Phase 1: Read-only automation (file reads, code search, running tests)
Phase 2: Local write automation (file edits, local git operations)
Phase 3: Guarded remote operations (create PR, with confirmation required)
Phase 4: Fully automated CI/CD flows (within clearly scoped task boundaries)

9.4 Write Constrained Prompts

Structure matters more than length. Give the AI constraints, not freedom:

// Vague — produces mediocre results
"Optimize this code"
// Constrained — produces targeted results
"Refactor the validateToken function in src/auth/middleware.go:

* Goal: extract the duplicated error handling logic
* Constraint: do not change the function signature or touch test files
* Verify: run `make test` after refactoring to confirm tests pass"

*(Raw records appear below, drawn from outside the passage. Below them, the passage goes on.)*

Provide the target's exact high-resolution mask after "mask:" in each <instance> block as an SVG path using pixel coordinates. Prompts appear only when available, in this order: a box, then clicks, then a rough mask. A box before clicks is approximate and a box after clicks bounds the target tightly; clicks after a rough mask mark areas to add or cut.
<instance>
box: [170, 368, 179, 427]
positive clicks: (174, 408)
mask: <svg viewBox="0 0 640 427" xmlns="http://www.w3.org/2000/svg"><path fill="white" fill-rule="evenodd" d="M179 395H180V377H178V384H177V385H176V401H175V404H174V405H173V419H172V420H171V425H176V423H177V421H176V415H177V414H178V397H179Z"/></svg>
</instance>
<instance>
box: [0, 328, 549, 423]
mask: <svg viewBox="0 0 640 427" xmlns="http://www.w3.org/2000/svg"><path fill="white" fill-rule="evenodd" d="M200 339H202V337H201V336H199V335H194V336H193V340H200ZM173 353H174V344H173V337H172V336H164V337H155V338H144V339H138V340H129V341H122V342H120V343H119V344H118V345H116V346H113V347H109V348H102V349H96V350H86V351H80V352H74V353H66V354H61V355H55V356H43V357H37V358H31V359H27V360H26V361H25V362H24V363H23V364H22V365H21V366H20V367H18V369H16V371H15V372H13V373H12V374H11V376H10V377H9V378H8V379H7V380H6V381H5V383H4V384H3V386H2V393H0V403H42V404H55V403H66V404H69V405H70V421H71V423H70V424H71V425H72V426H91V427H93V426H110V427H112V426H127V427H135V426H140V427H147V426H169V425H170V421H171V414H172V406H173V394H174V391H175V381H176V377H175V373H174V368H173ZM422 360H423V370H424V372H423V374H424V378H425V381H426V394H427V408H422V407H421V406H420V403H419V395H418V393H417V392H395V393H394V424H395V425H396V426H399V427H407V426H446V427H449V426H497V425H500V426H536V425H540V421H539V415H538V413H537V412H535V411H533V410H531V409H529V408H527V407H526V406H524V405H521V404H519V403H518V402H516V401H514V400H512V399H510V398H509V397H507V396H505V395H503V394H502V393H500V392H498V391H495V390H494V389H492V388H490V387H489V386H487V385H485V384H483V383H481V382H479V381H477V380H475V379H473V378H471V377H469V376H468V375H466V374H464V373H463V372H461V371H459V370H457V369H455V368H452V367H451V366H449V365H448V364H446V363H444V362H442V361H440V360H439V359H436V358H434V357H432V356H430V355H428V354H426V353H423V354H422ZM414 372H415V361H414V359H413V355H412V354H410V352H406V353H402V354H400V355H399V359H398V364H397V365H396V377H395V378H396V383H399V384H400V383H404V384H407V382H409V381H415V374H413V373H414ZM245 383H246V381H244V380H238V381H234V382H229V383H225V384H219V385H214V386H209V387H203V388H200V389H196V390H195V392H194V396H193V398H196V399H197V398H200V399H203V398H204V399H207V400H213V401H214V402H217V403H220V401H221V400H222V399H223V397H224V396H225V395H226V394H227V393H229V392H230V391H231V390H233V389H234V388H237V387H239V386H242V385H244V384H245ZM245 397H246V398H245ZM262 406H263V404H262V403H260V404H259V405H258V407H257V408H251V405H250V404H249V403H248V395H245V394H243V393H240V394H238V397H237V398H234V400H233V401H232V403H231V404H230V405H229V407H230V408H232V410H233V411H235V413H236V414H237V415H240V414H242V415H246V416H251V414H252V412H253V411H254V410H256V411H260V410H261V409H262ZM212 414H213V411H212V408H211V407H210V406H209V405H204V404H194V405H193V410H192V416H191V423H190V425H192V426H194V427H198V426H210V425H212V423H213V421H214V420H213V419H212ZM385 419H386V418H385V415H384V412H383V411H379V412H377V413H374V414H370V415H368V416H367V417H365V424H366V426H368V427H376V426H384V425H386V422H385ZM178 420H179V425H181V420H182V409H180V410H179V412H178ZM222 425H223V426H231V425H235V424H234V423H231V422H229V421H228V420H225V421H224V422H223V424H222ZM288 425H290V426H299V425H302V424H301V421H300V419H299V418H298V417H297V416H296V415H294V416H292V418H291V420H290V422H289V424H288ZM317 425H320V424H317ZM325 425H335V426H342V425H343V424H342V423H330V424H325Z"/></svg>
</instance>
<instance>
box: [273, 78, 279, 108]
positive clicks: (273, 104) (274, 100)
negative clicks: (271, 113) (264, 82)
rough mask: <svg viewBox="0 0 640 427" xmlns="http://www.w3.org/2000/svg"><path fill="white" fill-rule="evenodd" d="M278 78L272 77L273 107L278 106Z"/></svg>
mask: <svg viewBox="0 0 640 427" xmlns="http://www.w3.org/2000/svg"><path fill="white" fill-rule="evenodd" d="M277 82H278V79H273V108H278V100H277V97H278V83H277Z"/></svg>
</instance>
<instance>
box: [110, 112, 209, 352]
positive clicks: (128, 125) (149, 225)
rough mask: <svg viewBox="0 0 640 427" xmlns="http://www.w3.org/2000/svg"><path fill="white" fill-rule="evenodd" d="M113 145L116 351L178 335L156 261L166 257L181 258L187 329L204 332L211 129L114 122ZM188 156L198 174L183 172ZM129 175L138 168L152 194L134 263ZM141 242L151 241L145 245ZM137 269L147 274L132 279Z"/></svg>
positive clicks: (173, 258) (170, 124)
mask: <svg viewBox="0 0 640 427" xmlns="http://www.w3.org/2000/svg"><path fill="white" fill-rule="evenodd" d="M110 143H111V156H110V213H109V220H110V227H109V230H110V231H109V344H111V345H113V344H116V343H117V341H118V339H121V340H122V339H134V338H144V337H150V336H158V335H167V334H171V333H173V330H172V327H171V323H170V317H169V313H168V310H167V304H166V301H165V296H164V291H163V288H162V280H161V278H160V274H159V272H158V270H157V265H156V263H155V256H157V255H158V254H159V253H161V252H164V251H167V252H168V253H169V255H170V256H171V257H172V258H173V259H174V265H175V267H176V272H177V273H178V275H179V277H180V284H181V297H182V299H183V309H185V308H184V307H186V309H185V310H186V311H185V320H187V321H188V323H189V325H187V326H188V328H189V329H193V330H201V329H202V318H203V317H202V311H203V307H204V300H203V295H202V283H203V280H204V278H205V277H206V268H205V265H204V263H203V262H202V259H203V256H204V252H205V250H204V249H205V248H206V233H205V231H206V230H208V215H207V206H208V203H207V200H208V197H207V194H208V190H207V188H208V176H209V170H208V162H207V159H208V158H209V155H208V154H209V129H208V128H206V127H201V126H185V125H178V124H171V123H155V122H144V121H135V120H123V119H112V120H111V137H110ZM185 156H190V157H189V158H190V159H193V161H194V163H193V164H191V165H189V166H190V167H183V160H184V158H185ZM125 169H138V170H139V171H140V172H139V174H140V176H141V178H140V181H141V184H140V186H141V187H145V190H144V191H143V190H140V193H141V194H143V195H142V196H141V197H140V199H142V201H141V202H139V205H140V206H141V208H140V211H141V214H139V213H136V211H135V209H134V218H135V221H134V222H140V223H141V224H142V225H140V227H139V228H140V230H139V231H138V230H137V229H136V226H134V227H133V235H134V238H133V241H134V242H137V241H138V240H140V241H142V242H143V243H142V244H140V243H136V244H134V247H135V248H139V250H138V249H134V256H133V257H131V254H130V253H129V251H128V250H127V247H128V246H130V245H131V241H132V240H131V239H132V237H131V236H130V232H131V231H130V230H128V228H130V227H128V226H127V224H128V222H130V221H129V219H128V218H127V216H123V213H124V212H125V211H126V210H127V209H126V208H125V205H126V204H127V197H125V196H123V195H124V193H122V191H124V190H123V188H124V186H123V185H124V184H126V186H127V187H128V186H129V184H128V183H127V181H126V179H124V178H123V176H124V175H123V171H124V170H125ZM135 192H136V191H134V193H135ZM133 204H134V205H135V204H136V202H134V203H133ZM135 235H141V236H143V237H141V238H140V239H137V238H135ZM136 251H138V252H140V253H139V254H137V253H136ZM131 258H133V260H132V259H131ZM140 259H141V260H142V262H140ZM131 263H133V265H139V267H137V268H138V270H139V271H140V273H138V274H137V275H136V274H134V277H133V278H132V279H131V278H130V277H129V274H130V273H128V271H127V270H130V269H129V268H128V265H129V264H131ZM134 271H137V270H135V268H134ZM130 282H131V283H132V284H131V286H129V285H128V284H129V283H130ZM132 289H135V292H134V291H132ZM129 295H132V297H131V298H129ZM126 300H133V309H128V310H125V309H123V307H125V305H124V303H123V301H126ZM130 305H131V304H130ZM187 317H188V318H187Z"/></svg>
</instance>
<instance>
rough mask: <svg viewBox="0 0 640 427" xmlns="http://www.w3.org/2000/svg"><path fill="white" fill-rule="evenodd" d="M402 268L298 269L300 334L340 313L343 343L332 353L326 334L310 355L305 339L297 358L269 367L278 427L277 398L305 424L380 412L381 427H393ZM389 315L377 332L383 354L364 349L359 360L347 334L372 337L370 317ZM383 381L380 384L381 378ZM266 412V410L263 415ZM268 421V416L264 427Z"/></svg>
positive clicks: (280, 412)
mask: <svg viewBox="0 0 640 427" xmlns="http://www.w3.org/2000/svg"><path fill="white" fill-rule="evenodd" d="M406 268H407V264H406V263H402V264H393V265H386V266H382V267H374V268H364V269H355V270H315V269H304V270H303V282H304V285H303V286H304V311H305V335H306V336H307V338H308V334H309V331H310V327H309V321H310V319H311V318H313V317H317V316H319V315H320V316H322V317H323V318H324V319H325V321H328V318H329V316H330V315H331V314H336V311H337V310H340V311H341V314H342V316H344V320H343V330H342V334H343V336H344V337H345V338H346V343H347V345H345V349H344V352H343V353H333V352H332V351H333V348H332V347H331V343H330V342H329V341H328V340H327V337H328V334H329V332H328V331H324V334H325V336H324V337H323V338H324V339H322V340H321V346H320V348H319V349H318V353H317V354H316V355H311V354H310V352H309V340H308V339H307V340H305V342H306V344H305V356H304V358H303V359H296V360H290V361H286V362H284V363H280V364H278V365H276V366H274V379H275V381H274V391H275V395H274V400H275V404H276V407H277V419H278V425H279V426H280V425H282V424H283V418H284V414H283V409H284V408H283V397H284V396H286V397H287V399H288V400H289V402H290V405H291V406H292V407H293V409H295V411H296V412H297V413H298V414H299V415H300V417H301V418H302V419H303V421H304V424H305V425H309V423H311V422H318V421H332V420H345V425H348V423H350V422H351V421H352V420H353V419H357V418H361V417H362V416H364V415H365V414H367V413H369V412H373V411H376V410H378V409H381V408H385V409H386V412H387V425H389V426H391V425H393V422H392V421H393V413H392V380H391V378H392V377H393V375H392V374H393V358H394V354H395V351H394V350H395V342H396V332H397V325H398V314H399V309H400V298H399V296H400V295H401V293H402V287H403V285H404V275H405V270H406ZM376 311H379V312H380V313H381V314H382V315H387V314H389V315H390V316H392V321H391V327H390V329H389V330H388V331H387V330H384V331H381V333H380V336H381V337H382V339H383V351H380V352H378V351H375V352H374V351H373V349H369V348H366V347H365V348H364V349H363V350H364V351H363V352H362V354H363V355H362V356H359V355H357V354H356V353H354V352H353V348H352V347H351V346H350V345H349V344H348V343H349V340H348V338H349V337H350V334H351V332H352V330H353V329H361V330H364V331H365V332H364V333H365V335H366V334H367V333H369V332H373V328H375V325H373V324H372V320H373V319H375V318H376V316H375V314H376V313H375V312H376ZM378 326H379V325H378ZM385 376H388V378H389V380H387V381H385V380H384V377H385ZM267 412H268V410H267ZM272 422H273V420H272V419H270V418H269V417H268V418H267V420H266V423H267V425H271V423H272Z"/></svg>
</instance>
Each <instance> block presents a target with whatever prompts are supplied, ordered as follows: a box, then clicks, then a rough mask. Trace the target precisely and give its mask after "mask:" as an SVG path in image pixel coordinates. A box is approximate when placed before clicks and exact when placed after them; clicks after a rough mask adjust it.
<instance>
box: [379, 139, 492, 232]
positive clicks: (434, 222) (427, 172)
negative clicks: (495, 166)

9.5 Use AI for Structured Code Review

Give the AI an explicit review mandate instead of asking it to “look at the code”:

Review internal/payment/calculator.go for:

1. security — SQL injection, auth bypass, input validation
2. correctness — boundary conditions, concurrency safety, error handling
3. performance — N+1 queries, unnecessary allocations
4. conventions — compliance with project rules in CLAUDE.md
Flag each issue with a severity: critical / warning / suggestion

9.6 Team Collaboration Conventions

## What to Commit
Always commit:

* CLAUDE.md (all levels)
* .claude/settings.json
* .claude/skills/\*.md
  Never commit:
* .claude/settings.local.json
* Any file containing tokens or credentials
* \~/.claude/ (personal global config)

## PR Template Additions

* [ ] Did conventions change? Update CLAUDE.md.
* [ ] Is this task repetitive? Consider creating a Skill.
* [ ] Do new operations need permission entries in settings.json?

10. Common Anti-Patterns

Using AI as a Search Engine

// Anti-pattern: asking for information with a deterministic answer
"How do goroutines work?"
// Better: use AI for project-specific reasoning
"In internal/worker/processor.go, what data race risks should I
watch for when converting the current serial processing to concurrent?"

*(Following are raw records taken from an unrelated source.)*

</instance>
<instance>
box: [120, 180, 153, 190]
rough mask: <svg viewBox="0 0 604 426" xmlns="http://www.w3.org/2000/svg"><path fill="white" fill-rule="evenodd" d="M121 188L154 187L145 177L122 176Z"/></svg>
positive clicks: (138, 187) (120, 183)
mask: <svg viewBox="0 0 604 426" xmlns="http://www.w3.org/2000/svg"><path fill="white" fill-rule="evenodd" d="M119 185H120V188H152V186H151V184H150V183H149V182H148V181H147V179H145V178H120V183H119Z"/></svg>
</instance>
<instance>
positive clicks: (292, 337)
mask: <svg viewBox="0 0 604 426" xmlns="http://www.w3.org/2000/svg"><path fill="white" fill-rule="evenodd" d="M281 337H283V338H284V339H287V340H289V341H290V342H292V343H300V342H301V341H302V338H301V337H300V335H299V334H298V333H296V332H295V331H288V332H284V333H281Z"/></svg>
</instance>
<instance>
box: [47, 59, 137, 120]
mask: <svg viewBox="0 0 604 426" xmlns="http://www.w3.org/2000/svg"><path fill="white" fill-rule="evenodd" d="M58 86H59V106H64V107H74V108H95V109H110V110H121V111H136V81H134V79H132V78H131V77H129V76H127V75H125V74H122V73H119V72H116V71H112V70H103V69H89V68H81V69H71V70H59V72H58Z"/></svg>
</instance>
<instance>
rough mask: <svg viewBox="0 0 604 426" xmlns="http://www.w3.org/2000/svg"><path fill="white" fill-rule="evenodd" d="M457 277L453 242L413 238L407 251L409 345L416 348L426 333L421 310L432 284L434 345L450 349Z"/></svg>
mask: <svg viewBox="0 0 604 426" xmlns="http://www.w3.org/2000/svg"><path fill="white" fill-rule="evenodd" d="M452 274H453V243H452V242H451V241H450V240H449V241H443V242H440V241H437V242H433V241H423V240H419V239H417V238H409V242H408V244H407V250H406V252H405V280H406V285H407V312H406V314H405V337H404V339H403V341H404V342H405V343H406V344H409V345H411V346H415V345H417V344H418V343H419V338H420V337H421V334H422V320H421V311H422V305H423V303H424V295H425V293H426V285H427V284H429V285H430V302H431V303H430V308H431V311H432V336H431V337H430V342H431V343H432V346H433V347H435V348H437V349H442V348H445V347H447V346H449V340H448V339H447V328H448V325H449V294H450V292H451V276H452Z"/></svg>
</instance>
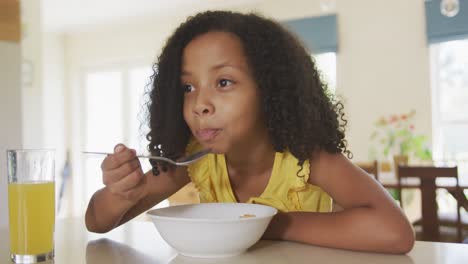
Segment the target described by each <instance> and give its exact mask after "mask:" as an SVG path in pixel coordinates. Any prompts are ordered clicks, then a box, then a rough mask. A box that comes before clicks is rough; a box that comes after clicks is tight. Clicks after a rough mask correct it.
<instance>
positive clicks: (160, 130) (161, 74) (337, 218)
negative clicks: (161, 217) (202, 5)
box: [86, 11, 414, 253]
mask: <svg viewBox="0 0 468 264" xmlns="http://www.w3.org/2000/svg"><path fill="white" fill-rule="evenodd" d="M156 65H157V70H155V73H154V75H153V83H152V91H151V94H150V95H151V102H150V104H149V112H150V120H149V121H150V129H151V130H150V132H149V134H148V136H147V138H148V140H149V141H150V143H149V149H150V151H151V153H152V154H155V155H165V156H168V157H171V158H178V157H181V156H183V155H184V154H186V153H191V152H194V151H197V150H199V149H202V148H209V149H211V151H212V154H209V155H207V156H205V157H204V158H203V159H201V160H200V161H198V162H196V163H194V164H193V165H191V166H189V167H188V169H187V168H186V167H167V166H164V165H163V166H160V165H161V164H153V166H154V169H153V170H152V171H149V172H146V173H143V171H142V169H141V165H140V162H139V160H138V159H137V158H136V157H135V155H136V153H135V150H133V149H129V148H127V147H125V146H124V145H122V144H118V145H117V146H116V147H115V153H114V154H112V155H109V156H108V157H106V158H105V160H104V161H103V162H102V166H101V167H102V171H103V182H104V184H105V187H104V188H103V189H101V190H99V191H97V192H96V193H95V194H94V196H93V197H92V198H91V201H90V202H89V206H88V209H87V212H86V226H87V228H88V230H90V231H93V232H107V231H109V230H111V229H113V228H115V227H117V226H119V225H121V224H123V223H125V222H127V221H128V220H130V219H132V218H134V217H135V216H137V215H139V214H141V213H142V212H144V211H146V210H148V209H149V208H151V207H152V206H154V205H156V204H158V203H159V202H161V201H162V200H164V199H166V198H167V197H169V196H170V195H172V194H173V193H175V192H176V191H177V190H179V189H180V188H182V187H183V186H185V185H186V184H187V183H189V182H190V181H192V182H193V183H194V184H195V185H196V186H197V188H198V190H199V195H200V200H201V202H249V203H260V204H266V205H270V206H273V207H276V208H277V209H278V210H279V211H280V213H279V214H278V215H276V216H275V217H274V219H273V220H272V222H271V224H270V226H269V227H268V229H267V231H266V232H265V234H264V238H265V239H283V240H291V241H298V242H303V243H309V244H314V245H319V246H327V247H335V248H343V249H352V250H362V251H373V252H387V253H406V252H408V251H409V250H411V248H412V247H413V244H414V234H413V231H412V228H411V225H410V224H409V223H408V220H407V219H406V218H405V216H404V215H403V213H402V211H401V210H400V209H399V207H398V206H397V205H396V203H395V202H393V200H392V198H391V197H390V196H389V195H388V194H387V193H386V191H385V190H384V189H383V188H382V187H381V186H380V185H379V184H378V183H377V182H376V181H375V180H373V179H372V178H371V177H369V176H368V175H367V174H366V173H365V172H364V171H362V170H361V169H359V168H358V167H356V166H355V165H353V163H352V162H350V161H349V160H348V159H347V157H346V156H345V155H347V156H348V157H349V156H350V155H351V154H350V152H349V151H348V150H347V147H346V141H345V139H344V130H345V129H344V127H345V123H346V120H345V119H344V115H343V112H342V109H343V106H342V104H341V103H339V102H334V101H333V100H331V99H330V97H329V96H327V94H326V92H327V90H326V85H325V84H324V83H322V81H321V80H320V78H319V73H318V71H317V69H316V66H315V64H314V61H313V60H312V59H311V57H310V55H309V54H308V52H307V51H306V50H305V49H304V47H303V46H301V45H300V43H299V42H298V40H297V39H296V38H295V37H294V36H292V35H291V34H290V33H289V32H287V31H286V30H285V29H284V28H282V27H281V26H280V25H278V24H277V23H275V22H273V21H271V20H268V19H265V18H262V17H259V16H257V15H254V14H248V15H245V14H239V13H232V12H224V11H209V12H205V13H201V14H198V15H196V16H194V17H191V18H189V19H188V20H187V21H186V22H184V23H183V24H181V25H180V26H179V28H178V29H177V30H176V31H175V33H174V34H173V35H172V36H171V37H170V38H169V39H168V41H167V43H166V46H165V47H164V49H163V50H162V54H161V56H160V57H159V59H158V62H157V64H156ZM344 154H345V155H344ZM158 174H159V176H156V175H158ZM331 197H333V199H334V200H335V202H336V203H338V204H339V205H341V206H342V207H343V210H342V211H340V212H332V198H331Z"/></svg>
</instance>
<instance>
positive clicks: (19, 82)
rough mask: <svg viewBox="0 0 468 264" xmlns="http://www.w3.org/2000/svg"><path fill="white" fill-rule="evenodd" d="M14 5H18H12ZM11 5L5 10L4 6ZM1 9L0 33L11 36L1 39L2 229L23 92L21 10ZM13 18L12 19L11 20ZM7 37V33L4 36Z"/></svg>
mask: <svg viewBox="0 0 468 264" xmlns="http://www.w3.org/2000/svg"><path fill="white" fill-rule="evenodd" d="M12 2H16V4H15V3H13V4H12ZM7 3H8V4H12V5H8V6H6V7H5V4H7ZM0 8H7V9H8V10H6V9H4V10H3V11H7V12H5V13H2V14H8V15H9V16H3V15H2V14H0V29H6V28H8V33H9V34H1V35H0V58H1V60H0V124H1V125H0V227H4V226H7V223H8V202H7V201H8V195H7V194H8V191H7V169H6V150H7V149H14V148H21V147H22V144H21V89H20V85H21V84H20V61H21V59H20V56H21V48H20V44H19V43H18V36H19V29H20V23H19V8H18V2H17V1H5V2H2V3H1V4H0ZM10 15H11V16H10ZM3 33H5V31H4V32H3Z"/></svg>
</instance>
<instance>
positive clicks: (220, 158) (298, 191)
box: [187, 141, 332, 212]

Blindly Trusting AI Output

AI can produce incorrect code with high confidence. Code generated by AI for critical paths — authentication, payments, data migrations — must be human-reviewed and test-covered before merging. Treat AI output as a draft, not a finished product.

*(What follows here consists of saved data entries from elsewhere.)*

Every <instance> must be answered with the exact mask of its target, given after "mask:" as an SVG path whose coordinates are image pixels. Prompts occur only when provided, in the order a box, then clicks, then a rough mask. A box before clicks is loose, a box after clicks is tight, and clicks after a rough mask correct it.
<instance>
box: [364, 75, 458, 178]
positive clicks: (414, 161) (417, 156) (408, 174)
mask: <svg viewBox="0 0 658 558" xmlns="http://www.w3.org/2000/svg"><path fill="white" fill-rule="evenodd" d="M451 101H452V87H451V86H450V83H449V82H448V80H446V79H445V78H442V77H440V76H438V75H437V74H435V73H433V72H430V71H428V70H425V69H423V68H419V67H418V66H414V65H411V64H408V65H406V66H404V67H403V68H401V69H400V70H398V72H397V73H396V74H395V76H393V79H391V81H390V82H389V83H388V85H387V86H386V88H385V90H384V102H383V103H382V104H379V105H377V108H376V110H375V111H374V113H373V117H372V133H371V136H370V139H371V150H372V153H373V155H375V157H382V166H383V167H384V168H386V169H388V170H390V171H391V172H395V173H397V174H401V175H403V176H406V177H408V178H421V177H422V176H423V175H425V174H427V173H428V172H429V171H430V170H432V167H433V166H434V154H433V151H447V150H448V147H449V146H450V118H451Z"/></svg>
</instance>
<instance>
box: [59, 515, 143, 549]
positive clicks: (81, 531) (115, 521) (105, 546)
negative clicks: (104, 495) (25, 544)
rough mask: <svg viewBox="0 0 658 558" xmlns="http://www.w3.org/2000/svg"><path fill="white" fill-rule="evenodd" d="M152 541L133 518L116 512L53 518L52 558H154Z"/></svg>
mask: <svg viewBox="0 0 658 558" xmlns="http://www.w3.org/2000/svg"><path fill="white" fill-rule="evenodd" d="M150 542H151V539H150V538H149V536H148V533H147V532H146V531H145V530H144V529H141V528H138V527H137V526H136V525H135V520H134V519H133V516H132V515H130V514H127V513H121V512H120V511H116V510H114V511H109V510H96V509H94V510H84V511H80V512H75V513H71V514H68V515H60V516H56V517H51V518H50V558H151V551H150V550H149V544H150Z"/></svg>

Overloading a Single Session

Doing too much in one session leads to context pollution — early incorrect assumptions contaminate later outputs. Start a new session for each independent task.

Letting AI Guess Intent

// Anti-pattern: open-ended instruction
"Add some tests to this module"
// Better: specify exactly what you expect
"Write unit tests for the Calculate function in internal/payment/calculator.go.
Cover: happy path, zero amount, negative amount, and unsupported currency."

Ignoring the AI’s Uncertainty Signals

When the AI says “I’m not sure” or “you may want to verify this” — don’t skip past it. These signals usually mean it’s working at the boundary of its knowledge or lacks context. Human intervention at these moments is far more efficient than letting the AI guess.